Ce qu’ils en disent : 

« Les conseillers d’¡Ahora Madrid ! ont des convictions anticapitalistes qui ne sont rien de plus que des idées du siècle dernier. »

Begoña Villací
Porte parole du groupe Ciudadanos à Madrid
Libremercado, le 18 octobre 2015

Notre vérification : en partie vrai

C’est une ligne parmi tant d’autres dans le budget 2016 de la mairie, mais elle révèle la stratégie fiscale de la nouvelle municipalité. Derrière l’appellation « Tasas sobre los residuos » se cache une nouvelle taxe. « A partir de maintenant, les entreprises qui ont une activité économique élevée et qui produisent beaucoup d’ordures devront payer cette taxe », explique Carlos Sanchez Mato. Cette nouvelle mesure rapportera 38 millions d’euros à l’administration madrilène en 2016. Pour les grandes sociétés, une autre augmentation fiscale viendra s’ajouter à la taxe sur les ordures. Le conseil municipal a décidé d’augmenter de 10 % l’impôt sur les biens immobiliers (IBI) pour les plus grands propriétaires.

« Il n’y a plus aucune raison de créer de nouveaux impôts, conteste Percival Manglano. Aujourd’hui la dette a été fortement réduite et les recettes repartent à la hausse. La période la plus dure pour la mairie est passée. » Dans le même temps, les conseillers ont adopté une réduction de l’IBI de 7 % pour les habitants des immeubles résidentiels de Madrid. « Manuela Carmena base toute son action sur une idéologie de gauche favorable à l’inclusion et la protection sociale. (…) Elle est hostile aux entreprises et ne comprend pas que ce sont ces grandes compagnies qui créent de l’emploi », ajoute le conseiller du PP. Carlos Sanchez Mato répond : « Si les entreprises veulent payer moins de taxes, elles n’ont qu’à établir un plan de gestion des déchets pour ne plus payer celle sur les ordures. »

Idée reçue n°4 : ¡Ahora Madrid! délaisse la police

Ce qu’ils en disent : 

«  Nous sommes malades des punitions, violations et affronts infligés par la mairie. Nous  avons toutes les raisons de dire « ça suffit ! » »

Julián Leal
Porte parole du syndicat de police CPPM
Communiqué du CPPM
9 février 2015

Notre vérification : faux 

Février 2016, le Collectif professionnel de la police municipale (CPPM) appelle à manifester contre la décision de Manuela Carmena de supprimer l’une des deux unités anti-émeutes des forces de l’ordre.

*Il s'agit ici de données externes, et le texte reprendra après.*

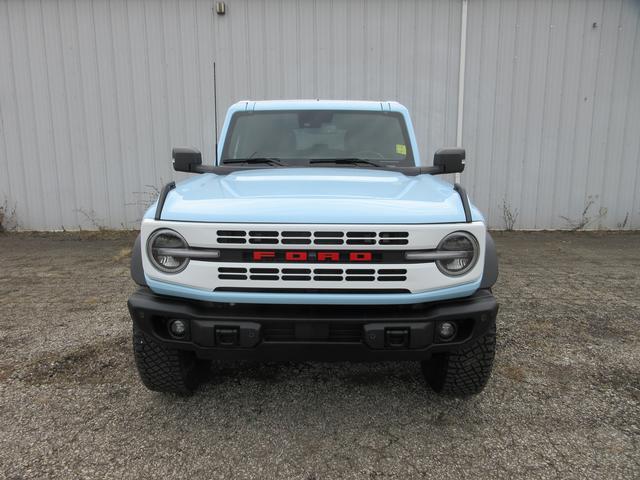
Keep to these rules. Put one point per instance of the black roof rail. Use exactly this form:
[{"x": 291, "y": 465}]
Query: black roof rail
[
  {"x": 465, "y": 201},
  {"x": 163, "y": 197}
]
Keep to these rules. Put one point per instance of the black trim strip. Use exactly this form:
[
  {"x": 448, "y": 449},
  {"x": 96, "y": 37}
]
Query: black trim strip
[
  {"x": 465, "y": 201},
  {"x": 311, "y": 290},
  {"x": 227, "y": 169},
  {"x": 163, "y": 197}
]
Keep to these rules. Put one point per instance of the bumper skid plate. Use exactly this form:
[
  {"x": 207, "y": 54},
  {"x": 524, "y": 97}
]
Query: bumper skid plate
[{"x": 296, "y": 332}]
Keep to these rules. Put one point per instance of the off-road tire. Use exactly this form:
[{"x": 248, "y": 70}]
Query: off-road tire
[
  {"x": 165, "y": 369},
  {"x": 463, "y": 372}
]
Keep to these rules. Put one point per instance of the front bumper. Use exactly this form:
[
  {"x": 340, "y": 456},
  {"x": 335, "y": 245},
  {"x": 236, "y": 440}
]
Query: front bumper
[{"x": 318, "y": 332}]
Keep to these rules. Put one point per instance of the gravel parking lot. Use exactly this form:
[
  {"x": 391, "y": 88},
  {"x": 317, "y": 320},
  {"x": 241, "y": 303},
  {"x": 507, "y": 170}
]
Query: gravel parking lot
[{"x": 564, "y": 400}]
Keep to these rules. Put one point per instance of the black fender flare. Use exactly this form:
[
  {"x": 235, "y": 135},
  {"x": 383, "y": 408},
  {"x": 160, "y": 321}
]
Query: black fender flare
[
  {"x": 137, "y": 272},
  {"x": 490, "y": 272}
]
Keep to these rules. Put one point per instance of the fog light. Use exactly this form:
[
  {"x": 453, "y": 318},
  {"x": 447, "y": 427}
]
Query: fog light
[
  {"x": 446, "y": 330},
  {"x": 178, "y": 328}
]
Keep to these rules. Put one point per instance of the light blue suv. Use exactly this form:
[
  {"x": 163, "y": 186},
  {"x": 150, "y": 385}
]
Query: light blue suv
[{"x": 316, "y": 235}]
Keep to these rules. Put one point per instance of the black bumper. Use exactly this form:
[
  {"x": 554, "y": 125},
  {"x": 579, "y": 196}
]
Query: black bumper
[{"x": 314, "y": 332}]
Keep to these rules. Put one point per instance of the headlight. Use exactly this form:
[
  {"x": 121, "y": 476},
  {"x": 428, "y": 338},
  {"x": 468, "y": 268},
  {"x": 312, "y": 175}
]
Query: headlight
[
  {"x": 458, "y": 253},
  {"x": 168, "y": 251}
]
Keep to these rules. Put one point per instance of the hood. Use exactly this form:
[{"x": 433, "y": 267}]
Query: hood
[{"x": 315, "y": 195}]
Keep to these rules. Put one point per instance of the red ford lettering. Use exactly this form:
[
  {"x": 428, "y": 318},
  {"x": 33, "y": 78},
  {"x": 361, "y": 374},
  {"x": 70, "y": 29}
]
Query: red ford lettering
[
  {"x": 328, "y": 257},
  {"x": 295, "y": 256}
]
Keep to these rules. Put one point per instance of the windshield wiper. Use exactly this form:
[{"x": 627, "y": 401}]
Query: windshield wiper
[
  {"x": 345, "y": 161},
  {"x": 267, "y": 160}
]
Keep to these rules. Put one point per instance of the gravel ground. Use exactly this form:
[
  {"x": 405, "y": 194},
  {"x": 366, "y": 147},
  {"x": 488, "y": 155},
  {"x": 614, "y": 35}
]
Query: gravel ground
[{"x": 564, "y": 400}]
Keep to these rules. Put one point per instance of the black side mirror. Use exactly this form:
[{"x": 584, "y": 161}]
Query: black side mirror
[
  {"x": 186, "y": 159},
  {"x": 449, "y": 160}
]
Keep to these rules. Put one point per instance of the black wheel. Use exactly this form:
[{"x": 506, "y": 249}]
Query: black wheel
[
  {"x": 165, "y": 369},
  {"x": 465, "y": 371}
]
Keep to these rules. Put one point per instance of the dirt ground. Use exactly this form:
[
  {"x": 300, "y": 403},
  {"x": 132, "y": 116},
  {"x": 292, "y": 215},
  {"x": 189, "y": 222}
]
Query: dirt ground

Le rassemblement dégénère et le conseiller municipal ¡Ahora Madrid ! chargée de la sécurité, Javier Barbero, est pris à parti par les manifestants. Il se réfugie dans un café pour échapper au lynchage collectif. Cet incident largement commenté par la presse espagnole est devenu un symbole des tensions entre l’hôtel de ville et la police.

Ce débordement ne semble pourtant pas préoccuper les sphères dirigeantes des forces de l’ordre madrilène. Pour Miguel Angel Pena Lopez, sous-directeur du pôle économique de la direction générale de la police municipale, la maire de Madrid conduit une politique sécuritaire exemplaire. « Le budget de la nouvelle municipalité se caractérise par une politique d’investissements massifs », explique-t-il.

Dans le détail, c’est surtout la nature des dépenses qui a changé depuis l’arrivée de Manuela Carmena à l’hôtel de ville. En 2015, la précédente majorité s’était concentrée sur l’efficacité des services de police en investissant dans la vidéosurveillance, les armes ou encore les radars. « Ces dernières années, nous n’avons pas porté l’attention suffisante au confort des policiers et ils se sont sentis abandonnés  », complète Miguel Angel Pena Lopez. Les centres de police de la ville sont vétustes et manquent cruellement d’entretien : problème d’eau chaude et de climatisation, isolation insuffisante… « Nous commençons cette année par renouveler le parc automobile de la police et la tenue complète des policiers. L’an prochain, nous nous occuperons du confort.  » Premier signe de cette nouvelle politique, la rénovation et la modernisation du centre de sécurité du quartier de Moncloa-Aravaca, dans l’ouest de Madrid.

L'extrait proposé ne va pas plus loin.